Cha­rak­te­ri­siert wer­den die Figu­ren durch ihre Spra­che. Das führt den Autor zu lust­vol­len Aus­flü­gen in die jewei­lige Fach­spra­che des Acker­bür­ger­städt­chens mit Handwerkerüber­schuss, etwa der Geflü­gel­züch­ter (»Sat­tel­be­hang, Lege­bauch, Gei­er­fer­sen, Kis­sen­bil­dung, Erb­sen­kamm«), Tur­ner (»Unter­schwung in den Seitstand rück­lings!«), Obst­züch­ter (»o Schnei­ders späte Knor­pel­kir­sche, o Mai­herz­kir­sche!«) oder Mol­lus­ken­kund­ler (»Keller­glanzschnecke, Schat­ten­laub­schne­cke, stach­lige Schnir­kel­schne­cke, Fel­sen­pi­cker, gefleckte Ama­lie, gefäl­telte Schließ­mund­schne­cke«). Dane­ben ist es die Umgangs­spra­che, die sei­nem Gemälde Farbe gibt, wenn die Rede ist von einem nichts­wür­di­gen Pie­se­pam­pel oder Kanunz­rich, einem Tisch­ler­meis­ter, der tüf­telt und mur­kelt, von Alf­an­ze­r­ei­nen oder einem Geklap­per und Geschlurre, einem Sing­sang, der mickerte und vor sich hin buzte – kurzum, zu erle­ben ist »ein knar­zen­des, kla­bas­tern­des, quiet­schen­des, gau­dern­des, schnar­ren­des, krei­schen­des, knack­stie­fe­li­ges Klein­stadt­i­dyll.« Kirs­tens Worternst, seine nim­mer­müde Fahn­dung nach dem rich­ti­gen Wort lässt die Ver­wandt­schaft die­ser Prosa mit sei­ner Lyrik erkennen.

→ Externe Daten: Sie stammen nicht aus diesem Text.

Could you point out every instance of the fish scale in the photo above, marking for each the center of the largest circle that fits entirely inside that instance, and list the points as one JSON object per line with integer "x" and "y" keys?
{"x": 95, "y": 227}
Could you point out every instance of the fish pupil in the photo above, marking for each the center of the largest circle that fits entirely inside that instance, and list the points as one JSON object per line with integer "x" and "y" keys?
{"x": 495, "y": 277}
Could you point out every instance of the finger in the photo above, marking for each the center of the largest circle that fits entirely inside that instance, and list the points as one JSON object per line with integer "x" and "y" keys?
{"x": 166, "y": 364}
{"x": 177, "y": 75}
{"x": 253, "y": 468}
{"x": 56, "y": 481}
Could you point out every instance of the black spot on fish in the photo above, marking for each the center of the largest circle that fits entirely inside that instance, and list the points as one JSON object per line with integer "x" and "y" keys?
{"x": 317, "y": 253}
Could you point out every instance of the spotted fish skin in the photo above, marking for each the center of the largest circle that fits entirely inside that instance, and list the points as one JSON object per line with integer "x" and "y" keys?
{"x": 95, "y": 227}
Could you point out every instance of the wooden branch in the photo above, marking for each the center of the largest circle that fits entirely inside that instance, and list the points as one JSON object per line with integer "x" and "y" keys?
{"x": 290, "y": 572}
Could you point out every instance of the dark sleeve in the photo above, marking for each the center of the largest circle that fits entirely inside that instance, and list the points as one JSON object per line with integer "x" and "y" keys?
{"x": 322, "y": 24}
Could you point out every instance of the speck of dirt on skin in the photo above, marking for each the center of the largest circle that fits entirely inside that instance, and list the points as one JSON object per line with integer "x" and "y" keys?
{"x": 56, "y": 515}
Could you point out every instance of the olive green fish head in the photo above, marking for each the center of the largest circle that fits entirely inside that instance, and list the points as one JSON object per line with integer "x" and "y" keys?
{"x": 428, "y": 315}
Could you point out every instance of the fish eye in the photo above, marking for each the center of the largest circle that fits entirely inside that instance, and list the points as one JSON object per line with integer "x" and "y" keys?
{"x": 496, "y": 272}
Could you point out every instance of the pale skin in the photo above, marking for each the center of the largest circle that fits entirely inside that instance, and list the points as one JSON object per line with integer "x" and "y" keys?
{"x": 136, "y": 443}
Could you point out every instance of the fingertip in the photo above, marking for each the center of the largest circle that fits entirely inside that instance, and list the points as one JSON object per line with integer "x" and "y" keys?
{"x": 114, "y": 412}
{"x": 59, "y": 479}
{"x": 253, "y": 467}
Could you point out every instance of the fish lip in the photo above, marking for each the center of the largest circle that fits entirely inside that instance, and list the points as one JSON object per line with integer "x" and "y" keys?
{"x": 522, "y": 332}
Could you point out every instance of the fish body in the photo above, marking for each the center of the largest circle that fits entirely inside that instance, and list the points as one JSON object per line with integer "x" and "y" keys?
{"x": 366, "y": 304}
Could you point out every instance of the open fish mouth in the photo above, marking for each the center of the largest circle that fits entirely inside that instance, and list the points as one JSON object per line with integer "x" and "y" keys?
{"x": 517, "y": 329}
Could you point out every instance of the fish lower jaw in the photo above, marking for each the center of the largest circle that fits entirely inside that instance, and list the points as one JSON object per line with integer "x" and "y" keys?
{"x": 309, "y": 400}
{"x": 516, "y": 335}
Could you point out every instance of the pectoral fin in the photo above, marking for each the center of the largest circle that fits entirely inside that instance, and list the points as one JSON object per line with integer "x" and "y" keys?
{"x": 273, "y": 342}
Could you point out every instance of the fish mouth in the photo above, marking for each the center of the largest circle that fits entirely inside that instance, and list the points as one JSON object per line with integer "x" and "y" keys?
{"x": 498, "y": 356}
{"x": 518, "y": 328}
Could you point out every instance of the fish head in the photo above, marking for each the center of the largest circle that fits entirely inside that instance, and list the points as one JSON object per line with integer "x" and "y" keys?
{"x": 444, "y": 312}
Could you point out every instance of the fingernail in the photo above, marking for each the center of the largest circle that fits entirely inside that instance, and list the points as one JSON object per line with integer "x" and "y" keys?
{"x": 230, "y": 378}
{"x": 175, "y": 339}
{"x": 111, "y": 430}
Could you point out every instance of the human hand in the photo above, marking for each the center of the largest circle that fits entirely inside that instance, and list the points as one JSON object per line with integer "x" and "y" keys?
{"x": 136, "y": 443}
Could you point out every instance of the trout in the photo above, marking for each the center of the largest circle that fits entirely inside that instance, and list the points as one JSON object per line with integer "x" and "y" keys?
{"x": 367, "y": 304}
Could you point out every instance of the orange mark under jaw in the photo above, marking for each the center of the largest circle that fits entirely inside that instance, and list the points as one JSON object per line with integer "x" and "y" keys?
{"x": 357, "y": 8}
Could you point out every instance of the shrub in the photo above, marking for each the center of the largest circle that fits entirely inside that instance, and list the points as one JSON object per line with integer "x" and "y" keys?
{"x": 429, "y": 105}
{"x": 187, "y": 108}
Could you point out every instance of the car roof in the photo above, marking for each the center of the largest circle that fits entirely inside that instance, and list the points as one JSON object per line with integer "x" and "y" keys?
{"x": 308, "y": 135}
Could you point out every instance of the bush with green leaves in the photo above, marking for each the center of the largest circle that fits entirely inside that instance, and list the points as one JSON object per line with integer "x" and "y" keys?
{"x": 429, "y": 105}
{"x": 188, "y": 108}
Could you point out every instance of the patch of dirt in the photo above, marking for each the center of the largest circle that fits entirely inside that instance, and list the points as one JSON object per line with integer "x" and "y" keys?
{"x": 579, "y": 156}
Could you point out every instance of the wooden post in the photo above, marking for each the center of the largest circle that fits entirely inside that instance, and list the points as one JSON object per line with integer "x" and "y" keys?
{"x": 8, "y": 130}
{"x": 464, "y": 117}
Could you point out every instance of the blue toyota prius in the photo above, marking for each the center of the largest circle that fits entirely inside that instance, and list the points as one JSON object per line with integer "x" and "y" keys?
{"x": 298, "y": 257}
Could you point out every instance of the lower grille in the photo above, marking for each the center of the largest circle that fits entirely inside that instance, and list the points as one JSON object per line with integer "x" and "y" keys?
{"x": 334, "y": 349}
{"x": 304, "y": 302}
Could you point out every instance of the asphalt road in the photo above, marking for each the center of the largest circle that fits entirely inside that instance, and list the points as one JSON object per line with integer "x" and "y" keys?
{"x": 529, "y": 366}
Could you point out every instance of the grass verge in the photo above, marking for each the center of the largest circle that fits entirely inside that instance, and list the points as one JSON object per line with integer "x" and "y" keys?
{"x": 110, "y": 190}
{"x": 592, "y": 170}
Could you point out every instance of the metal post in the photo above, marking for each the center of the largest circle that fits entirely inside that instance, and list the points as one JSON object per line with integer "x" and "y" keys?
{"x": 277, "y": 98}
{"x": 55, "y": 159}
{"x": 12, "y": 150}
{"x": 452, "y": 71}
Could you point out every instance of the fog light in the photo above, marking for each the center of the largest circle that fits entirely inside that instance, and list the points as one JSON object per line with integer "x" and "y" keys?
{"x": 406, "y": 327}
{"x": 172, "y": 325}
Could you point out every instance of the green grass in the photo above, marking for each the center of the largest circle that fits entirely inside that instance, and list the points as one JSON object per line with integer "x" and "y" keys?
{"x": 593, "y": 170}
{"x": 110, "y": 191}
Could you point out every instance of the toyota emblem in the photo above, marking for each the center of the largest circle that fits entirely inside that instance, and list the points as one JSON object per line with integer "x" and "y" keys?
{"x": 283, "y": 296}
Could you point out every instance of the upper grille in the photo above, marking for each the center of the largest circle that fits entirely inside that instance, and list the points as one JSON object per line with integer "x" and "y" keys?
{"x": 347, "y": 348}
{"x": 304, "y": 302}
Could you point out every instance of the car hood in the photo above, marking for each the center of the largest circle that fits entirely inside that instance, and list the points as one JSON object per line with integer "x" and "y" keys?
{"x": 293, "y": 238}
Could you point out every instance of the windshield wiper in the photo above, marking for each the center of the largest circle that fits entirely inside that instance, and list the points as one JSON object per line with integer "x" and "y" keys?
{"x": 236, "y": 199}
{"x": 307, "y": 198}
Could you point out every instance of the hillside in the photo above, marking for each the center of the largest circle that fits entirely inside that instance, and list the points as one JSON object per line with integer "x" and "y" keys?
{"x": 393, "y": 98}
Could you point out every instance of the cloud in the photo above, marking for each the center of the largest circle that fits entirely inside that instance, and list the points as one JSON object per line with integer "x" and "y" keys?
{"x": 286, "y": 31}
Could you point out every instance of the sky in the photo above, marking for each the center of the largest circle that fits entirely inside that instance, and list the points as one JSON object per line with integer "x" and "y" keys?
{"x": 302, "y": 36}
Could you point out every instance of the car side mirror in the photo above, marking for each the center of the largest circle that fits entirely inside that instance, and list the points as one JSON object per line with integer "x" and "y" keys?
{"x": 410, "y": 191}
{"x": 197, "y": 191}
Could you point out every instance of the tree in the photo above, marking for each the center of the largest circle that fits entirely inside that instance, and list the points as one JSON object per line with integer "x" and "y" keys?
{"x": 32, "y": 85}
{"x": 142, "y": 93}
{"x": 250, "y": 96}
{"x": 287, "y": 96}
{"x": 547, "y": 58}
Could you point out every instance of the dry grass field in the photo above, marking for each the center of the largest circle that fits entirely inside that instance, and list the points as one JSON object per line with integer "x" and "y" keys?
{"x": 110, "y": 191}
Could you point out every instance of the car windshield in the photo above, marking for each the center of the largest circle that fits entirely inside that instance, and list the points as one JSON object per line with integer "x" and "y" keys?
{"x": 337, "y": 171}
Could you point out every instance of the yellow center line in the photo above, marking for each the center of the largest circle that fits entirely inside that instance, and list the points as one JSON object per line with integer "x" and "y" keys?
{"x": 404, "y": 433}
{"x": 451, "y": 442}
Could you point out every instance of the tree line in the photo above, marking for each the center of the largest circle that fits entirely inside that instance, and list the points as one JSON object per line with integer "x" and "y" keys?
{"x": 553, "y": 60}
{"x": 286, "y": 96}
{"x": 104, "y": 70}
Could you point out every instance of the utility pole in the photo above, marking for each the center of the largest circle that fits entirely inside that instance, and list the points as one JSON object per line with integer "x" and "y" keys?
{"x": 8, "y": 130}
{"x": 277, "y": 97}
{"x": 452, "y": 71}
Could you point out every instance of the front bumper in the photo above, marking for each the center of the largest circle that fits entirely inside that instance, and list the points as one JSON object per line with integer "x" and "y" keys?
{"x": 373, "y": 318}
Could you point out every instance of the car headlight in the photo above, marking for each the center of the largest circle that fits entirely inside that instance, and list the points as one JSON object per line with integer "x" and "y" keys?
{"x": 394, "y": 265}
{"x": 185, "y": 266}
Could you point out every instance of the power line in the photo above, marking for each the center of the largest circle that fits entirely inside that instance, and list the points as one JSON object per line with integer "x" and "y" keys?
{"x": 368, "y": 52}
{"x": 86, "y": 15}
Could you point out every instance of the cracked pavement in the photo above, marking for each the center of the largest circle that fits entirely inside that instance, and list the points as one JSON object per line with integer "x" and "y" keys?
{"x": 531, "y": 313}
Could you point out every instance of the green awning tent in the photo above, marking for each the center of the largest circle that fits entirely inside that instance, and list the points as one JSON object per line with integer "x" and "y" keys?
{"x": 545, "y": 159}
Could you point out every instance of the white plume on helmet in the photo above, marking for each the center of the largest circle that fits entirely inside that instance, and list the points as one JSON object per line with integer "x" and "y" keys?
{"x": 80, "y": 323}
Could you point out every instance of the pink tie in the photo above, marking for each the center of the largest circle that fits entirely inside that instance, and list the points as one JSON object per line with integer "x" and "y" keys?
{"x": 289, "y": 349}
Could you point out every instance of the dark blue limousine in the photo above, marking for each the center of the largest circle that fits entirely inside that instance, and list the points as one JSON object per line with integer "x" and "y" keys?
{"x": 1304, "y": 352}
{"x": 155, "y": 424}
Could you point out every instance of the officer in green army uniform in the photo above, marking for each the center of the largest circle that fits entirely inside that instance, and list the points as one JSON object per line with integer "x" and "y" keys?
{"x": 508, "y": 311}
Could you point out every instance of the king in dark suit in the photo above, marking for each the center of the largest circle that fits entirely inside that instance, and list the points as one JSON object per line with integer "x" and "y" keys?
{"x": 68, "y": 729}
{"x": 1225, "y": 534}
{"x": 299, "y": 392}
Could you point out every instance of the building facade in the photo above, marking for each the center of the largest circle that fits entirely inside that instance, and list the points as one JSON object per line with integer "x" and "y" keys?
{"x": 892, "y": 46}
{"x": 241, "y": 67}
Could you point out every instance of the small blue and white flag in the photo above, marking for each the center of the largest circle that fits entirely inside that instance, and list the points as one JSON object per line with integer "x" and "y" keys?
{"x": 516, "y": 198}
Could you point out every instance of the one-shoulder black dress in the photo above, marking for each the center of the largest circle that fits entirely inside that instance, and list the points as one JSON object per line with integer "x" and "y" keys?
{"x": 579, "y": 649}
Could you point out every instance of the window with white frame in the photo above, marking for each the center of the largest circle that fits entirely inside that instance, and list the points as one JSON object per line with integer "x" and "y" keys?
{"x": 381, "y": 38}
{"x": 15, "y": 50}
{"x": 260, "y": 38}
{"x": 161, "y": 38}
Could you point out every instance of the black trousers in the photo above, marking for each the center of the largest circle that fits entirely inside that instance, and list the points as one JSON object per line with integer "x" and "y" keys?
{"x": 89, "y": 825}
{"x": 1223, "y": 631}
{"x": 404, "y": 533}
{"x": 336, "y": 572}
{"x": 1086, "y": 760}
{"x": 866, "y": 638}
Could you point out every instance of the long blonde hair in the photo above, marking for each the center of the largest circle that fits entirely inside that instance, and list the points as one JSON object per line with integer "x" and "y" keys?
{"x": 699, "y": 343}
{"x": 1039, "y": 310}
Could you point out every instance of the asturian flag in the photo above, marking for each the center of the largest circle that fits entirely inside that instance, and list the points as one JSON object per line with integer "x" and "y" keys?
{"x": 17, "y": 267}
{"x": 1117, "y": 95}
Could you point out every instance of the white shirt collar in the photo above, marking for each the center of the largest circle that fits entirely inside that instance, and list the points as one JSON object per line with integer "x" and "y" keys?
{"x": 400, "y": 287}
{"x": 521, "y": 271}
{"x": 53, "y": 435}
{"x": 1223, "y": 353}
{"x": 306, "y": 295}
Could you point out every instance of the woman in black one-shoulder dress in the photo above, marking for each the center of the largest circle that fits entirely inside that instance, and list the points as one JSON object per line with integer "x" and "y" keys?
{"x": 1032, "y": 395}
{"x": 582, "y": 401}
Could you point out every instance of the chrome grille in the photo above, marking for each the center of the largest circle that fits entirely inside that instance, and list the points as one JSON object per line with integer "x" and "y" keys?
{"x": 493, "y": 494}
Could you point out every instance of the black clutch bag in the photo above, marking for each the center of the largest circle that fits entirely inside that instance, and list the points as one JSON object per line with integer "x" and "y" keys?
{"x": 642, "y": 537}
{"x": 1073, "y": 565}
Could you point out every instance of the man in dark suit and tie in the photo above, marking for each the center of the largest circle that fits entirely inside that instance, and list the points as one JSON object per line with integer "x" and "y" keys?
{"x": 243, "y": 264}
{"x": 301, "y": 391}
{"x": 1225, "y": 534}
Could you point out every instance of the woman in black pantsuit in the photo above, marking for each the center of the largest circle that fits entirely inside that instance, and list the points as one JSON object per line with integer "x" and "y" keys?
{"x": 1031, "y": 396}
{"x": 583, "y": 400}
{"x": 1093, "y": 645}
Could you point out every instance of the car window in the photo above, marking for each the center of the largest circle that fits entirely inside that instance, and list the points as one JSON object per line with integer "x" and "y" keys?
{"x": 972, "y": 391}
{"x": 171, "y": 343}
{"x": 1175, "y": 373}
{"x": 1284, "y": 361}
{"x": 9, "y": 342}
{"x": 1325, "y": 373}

Ein­mal schil­dert der Chro­nist den Züch­tungs­ver­such eines urdeut­schen Super­huhns mit dem Namen »Reichs­huhn«. Es sollte ein Lege- und Fleisch­huhn glei­cher­ma­ßen wer­den mit Legepünkt­lich­keit und Nest­treue, aber auch von exzel­len­tem Aus­se­hen: weiß, aber die Hals- und Schwanz­par­tien schwarz­ge­spren­kelt. Die schrei­ende Komik ergibt sich aus dem bier­erns­ten Ton des Chro­nisten. Indem er so das Deutsch-Natio­nale per­si­fliert, wird der Text hier und an ande­rer Stelle hand­fest poli­tisch-sati­risch. Wenn etwa der Chro­nist betont, dass Klee­wunsch dem Bür­ger alles böte, was er zu sei­nem Wohl­be­fin­den brau­che: Nah­rung, Gesund­heit, Sicher­heit des Lebens, und dass Rei­sen in die Ferne »nicht nötig« seien, erin­nert das an die quie­tis­ti­schen Losun­gen eines unter­ge­gan­ge­nen Staates.

Doch wegen sol­cher Bezüge muss man den Text heute nicht lesen. Es ist viel­mehr die prä­zis beschrie­bene Erfah­rung von Welt aus nächs­ter Nähe, die die Lek­türe loh­nend macht. Immer wie­der scheint die Liebe des Autors zu sei­nen Hel­den durch, den sächsi­schen Cha­rak­ter- und Quer­köp­fen aus einer Zeit vor der Kol­lek­ti­vie­rung der Land­wirt­schaft und Ein­füh­rung von Pro­duk­ti­ons­ge­nos­sen­schaf­ten. Auch seine ele­gi­sche Trauer um die Fülle des untergegange­nen Lebens ist zu spü­ren, deren letzte Spu­ren er viel­leicht noch per­sön­lich auf­ge­fun­den hat.